The New Analytics Frontier
Washington and Skeen agree that many payers haven't delved into the data analytics possibilities of ICD-10, but that it's only a matter of time before they do.
Stuntz says providers also will try to take advantage of the specificity inherent in ICD-10. "The additional specificity has the potential to have an impact on the ability of data analytics to further identify patients and cohorts and make computerized inferences in terms of the treatments that will be most successful," he says. "But it will definitely take a long time to roll out because it will take a while to get the coding to be consistent and all the data to be updated."
Landman agrees. "In the long term, the greater granularity of the data will be helpful for analytics," he says. "The biggest concern right now is just getting over the implementation."
However, ICD-10—as well as any additional integration of hospital and pharmacy data—will continue to lay an important foundation for population health management, Landman says. "One advantage that a retail clinic has over a health system is that not only are people coming in for primary care visits or to fill a script, but they're also buying things," he says. "So you can get a sense of some of their behavioral patterns based on the other purchases they're making.
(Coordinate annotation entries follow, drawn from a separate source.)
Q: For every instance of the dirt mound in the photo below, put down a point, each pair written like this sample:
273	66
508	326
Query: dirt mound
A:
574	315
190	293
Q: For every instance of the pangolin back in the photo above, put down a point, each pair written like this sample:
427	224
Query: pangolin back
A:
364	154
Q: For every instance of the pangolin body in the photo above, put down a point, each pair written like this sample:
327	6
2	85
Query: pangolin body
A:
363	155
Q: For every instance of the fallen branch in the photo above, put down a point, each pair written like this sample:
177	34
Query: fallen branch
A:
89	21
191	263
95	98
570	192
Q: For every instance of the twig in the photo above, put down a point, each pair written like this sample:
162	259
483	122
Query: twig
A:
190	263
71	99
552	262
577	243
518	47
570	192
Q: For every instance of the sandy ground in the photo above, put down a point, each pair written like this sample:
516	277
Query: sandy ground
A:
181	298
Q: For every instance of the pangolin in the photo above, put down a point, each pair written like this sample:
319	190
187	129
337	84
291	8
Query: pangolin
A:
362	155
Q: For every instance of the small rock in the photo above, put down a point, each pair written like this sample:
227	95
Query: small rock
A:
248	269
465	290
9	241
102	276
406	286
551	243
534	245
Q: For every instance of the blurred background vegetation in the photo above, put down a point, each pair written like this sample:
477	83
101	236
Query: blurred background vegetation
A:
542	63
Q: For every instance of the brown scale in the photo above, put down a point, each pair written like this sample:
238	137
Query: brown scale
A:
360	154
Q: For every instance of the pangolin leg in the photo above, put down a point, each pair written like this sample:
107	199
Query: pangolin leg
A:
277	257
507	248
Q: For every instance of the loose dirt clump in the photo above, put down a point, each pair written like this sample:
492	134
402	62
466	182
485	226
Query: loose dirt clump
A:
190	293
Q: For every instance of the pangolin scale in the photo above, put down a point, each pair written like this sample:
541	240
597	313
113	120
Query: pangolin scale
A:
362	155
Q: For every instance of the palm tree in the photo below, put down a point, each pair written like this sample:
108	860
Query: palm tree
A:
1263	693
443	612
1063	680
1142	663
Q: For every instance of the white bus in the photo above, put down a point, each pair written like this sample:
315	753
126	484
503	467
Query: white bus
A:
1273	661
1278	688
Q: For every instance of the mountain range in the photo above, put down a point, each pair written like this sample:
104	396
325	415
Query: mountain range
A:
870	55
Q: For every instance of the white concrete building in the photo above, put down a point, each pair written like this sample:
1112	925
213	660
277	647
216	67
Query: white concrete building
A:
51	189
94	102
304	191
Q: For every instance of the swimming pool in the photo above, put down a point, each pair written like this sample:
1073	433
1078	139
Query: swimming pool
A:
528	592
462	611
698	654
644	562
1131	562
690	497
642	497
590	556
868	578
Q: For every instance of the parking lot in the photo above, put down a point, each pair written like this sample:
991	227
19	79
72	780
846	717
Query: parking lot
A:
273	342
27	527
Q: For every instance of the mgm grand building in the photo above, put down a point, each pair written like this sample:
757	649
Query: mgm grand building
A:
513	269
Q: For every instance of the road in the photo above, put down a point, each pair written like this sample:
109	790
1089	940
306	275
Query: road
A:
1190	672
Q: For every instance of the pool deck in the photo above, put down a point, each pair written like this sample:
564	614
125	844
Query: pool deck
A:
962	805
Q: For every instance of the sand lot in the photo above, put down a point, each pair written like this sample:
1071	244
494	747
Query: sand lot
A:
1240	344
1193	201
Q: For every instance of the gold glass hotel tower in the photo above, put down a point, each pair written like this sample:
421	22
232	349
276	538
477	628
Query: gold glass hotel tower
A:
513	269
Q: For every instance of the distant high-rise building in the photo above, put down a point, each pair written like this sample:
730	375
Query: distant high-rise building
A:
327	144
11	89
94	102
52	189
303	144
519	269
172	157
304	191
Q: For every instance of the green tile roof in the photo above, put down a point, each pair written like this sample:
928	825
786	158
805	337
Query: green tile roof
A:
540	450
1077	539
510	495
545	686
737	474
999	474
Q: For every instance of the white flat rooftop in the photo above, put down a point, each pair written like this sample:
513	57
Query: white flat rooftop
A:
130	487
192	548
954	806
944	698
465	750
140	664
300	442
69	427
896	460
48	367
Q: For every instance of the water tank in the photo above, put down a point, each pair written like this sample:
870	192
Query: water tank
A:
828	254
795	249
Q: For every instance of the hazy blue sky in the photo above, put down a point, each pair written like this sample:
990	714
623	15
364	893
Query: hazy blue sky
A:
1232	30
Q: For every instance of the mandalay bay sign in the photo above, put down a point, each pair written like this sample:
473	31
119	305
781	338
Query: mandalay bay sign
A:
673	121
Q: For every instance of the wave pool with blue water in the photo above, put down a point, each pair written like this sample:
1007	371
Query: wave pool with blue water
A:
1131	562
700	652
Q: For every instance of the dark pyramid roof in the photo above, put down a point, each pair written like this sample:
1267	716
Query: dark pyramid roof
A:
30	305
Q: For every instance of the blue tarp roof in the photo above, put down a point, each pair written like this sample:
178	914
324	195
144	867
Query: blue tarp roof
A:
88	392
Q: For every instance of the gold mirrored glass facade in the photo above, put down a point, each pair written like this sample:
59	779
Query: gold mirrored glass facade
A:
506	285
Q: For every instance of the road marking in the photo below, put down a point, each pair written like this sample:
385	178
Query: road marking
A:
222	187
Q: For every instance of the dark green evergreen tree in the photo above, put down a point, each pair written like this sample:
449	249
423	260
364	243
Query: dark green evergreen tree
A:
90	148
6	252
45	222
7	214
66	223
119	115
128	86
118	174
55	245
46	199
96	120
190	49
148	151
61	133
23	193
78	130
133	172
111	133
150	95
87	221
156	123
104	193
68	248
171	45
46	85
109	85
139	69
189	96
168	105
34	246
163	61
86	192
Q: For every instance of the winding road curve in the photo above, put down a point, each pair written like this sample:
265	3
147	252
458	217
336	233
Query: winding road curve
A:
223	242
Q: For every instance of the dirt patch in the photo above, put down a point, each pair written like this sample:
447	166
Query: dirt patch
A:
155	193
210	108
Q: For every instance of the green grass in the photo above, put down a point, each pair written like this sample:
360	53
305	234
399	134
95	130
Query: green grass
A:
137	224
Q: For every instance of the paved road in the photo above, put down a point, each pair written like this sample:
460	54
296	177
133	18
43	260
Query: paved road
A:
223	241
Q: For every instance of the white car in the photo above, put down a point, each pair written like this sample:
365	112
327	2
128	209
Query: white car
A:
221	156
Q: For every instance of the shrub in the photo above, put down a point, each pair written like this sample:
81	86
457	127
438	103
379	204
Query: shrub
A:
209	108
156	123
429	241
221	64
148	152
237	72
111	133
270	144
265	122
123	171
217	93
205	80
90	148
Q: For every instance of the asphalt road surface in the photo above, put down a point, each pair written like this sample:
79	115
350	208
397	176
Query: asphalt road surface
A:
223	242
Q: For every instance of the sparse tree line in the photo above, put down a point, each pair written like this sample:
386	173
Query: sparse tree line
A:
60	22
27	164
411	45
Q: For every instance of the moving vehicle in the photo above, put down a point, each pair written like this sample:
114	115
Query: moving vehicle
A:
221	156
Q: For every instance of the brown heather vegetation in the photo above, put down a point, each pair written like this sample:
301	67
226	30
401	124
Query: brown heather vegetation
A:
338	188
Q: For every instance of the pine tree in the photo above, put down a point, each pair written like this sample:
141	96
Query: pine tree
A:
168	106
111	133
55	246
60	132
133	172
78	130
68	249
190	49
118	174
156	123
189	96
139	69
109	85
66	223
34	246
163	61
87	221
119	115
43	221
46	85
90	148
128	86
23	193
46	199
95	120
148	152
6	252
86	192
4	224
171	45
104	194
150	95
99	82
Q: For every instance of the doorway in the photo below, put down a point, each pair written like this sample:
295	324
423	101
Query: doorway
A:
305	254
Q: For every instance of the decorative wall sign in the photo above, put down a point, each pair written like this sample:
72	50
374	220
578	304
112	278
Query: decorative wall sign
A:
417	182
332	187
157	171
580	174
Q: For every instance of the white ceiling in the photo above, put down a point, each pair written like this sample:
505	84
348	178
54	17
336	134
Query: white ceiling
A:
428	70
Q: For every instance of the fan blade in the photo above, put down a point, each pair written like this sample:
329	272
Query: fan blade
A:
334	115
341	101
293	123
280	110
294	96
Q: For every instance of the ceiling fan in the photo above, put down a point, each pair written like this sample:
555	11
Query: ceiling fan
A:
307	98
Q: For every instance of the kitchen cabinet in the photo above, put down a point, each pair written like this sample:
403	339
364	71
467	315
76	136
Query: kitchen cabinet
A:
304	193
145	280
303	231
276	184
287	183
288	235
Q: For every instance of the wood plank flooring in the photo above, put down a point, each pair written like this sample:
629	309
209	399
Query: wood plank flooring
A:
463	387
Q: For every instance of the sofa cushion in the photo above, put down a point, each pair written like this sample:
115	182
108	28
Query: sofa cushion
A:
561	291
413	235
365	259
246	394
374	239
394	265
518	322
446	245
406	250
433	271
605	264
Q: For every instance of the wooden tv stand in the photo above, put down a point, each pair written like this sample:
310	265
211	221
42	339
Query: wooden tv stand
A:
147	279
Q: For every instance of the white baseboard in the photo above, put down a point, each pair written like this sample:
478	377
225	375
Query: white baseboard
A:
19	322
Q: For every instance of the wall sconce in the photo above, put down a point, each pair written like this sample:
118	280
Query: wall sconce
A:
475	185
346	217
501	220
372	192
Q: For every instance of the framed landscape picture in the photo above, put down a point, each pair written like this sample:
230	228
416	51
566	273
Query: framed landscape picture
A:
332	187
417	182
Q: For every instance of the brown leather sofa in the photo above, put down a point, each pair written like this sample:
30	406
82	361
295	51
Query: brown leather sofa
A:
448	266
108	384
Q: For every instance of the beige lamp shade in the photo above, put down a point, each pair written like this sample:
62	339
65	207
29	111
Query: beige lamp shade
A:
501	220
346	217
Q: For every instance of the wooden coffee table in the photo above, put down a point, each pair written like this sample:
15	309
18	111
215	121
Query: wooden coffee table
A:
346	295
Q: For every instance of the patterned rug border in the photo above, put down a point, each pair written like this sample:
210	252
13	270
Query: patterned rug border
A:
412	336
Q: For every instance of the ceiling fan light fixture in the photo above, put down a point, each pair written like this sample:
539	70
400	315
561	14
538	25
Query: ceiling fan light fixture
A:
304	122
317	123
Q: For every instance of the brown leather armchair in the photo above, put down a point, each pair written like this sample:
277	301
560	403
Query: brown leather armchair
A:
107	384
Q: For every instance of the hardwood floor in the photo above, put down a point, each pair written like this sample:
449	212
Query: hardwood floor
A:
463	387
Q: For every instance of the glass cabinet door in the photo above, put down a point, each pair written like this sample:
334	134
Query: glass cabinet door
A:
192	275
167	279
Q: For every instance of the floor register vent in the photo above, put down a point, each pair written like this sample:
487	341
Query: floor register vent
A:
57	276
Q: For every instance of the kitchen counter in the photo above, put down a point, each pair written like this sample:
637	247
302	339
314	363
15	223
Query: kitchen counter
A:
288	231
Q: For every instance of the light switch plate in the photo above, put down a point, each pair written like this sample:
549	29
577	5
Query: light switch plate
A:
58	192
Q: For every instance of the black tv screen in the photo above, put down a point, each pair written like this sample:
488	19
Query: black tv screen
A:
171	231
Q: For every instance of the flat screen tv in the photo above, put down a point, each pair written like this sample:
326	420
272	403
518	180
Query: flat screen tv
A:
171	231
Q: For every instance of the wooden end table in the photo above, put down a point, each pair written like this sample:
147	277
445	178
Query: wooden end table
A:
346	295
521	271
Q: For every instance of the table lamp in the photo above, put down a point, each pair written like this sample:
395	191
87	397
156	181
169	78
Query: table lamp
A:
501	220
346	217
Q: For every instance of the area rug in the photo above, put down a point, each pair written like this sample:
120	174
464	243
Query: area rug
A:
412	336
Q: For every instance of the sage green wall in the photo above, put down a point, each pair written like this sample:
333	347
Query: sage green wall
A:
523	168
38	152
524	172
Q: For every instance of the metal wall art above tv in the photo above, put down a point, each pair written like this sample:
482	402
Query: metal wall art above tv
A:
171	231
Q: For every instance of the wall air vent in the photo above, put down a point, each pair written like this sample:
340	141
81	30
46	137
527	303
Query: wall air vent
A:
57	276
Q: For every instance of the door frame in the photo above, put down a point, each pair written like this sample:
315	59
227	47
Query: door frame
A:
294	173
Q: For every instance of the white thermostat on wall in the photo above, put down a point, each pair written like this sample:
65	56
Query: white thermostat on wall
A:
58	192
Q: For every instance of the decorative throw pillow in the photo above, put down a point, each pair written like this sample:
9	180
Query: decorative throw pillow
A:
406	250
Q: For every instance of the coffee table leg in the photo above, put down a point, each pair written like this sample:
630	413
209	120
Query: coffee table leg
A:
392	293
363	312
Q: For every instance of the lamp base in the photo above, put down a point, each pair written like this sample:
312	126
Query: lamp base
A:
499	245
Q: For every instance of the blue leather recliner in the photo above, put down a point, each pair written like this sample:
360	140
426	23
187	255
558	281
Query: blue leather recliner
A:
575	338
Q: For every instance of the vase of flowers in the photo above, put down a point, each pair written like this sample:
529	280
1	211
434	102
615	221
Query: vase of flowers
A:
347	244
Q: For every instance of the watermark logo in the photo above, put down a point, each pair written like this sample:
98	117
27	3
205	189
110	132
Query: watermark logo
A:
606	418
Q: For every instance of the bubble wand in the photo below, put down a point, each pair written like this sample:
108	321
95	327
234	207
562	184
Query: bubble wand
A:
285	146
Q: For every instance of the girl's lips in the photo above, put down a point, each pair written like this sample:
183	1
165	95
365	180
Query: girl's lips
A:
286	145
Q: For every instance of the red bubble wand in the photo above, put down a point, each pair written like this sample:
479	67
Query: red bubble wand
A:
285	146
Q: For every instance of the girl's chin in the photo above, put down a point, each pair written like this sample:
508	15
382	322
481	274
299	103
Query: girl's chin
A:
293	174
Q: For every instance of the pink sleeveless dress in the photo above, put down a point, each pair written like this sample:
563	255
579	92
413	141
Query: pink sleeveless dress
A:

From a population health perspective, this is really valuable data."
As with anything in health care, it's about the process, Stuntz says. "First, the data must be digital. Then, you have to share the data. Then you have to have the opportunity to use it and make a real impact on health care," he says. "We're right at the beginning of that, and it's really exciting."
— Lisa A. Eramo is a freelance writer and editor in Cranston, Rhode Island, who specializes in HIM, medical coding, and health care regulatory topics.